For Copilot+ PCs, Foundry Local offloads inference to the NPU at roughly 5-10W—the agent runs in the background without draining your battery.
Mock mode (no AI, no Nushell)
git clone https://github.com/troystaylor/PowerHoof.git
cd PowerHoof
npm install
npm run build
npm start
Mock mode uses canned LLM responses and skips Nushell execution—useful for UI and integration work.
Deploy to Azure
The quickest path uses the included PowerShell script:
./deploy-azure.ps1 -ResourceGroup powerhoof-rg -Location eastus2 -CreateOpenAI
This creates an Azure Container Registry, builds and pushes the Docker image, deploys a GPT-4o model, creates a Container Apps environment, and deploys the app with all environment variables configured.
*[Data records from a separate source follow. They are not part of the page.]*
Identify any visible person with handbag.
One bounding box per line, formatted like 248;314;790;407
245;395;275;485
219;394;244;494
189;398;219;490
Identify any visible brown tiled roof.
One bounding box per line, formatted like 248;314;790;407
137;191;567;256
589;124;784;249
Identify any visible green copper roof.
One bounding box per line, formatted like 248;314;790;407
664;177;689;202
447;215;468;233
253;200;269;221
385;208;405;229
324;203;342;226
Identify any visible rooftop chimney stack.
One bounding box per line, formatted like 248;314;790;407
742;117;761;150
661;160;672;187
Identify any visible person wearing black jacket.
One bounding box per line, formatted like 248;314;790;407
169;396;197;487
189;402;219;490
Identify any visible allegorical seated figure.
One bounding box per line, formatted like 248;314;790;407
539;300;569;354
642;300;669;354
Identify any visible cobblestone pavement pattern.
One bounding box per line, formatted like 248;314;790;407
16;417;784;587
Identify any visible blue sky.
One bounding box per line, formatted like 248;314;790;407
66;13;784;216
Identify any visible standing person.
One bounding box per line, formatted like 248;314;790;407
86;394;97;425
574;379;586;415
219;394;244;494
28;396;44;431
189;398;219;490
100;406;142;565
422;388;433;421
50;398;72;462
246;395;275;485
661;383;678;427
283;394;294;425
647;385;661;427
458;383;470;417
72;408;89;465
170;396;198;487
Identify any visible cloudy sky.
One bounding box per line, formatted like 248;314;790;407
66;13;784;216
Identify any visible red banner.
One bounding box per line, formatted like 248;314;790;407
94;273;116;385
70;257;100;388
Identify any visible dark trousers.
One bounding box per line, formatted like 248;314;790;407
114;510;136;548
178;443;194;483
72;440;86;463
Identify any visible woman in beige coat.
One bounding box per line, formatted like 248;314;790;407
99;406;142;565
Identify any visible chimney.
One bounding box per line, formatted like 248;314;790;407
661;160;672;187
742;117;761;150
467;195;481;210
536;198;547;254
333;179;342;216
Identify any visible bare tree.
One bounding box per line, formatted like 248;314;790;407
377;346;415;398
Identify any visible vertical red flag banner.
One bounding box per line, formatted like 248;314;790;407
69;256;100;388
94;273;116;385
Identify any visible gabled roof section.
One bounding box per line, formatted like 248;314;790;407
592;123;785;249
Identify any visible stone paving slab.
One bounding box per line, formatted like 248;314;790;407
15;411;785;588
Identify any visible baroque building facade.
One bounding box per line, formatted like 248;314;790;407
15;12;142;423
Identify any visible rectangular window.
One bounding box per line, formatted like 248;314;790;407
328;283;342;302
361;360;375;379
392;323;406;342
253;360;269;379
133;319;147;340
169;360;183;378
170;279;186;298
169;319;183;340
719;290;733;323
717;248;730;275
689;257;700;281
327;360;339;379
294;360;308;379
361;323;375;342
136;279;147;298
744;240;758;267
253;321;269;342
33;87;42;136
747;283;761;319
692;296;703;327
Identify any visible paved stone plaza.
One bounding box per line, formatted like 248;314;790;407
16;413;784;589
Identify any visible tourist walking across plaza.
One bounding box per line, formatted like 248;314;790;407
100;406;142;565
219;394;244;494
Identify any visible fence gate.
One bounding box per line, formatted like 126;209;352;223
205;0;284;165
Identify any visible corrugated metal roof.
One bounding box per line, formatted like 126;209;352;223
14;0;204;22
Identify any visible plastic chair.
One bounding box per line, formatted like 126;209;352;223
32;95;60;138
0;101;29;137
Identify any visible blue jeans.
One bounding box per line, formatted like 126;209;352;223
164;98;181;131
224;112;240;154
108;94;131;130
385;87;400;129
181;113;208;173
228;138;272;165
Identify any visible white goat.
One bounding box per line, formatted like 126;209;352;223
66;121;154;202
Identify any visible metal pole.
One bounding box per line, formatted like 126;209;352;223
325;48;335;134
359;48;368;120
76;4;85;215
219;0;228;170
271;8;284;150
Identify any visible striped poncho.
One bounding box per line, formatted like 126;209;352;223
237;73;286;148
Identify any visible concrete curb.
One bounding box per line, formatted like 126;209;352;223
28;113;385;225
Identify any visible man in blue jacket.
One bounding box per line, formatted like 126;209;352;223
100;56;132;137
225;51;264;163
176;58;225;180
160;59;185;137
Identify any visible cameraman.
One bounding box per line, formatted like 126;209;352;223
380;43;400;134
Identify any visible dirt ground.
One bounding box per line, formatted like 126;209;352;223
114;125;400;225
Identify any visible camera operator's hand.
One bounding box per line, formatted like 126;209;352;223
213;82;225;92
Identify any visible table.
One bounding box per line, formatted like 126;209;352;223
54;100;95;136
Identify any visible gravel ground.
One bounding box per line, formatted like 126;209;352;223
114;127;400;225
For infrastructure-as-code, use the Azure Developer CLI:
azd auth login
azd up
The azure.yaml and Bicep templates handle the full infrastructure: Container Apps, Cosmos DB, Azure OpenAI, Key Vault, and Dynamic Sessions pool.
What’s next
PowerHoof is at v0.11.0. The channel adapters, skills platform, and Nushell execution pipeline are functional. The areas that need work are expanding the built-in skill library, adding more channel adapters, and improving the script validator. Contributions are welcome—check the repository for open issues.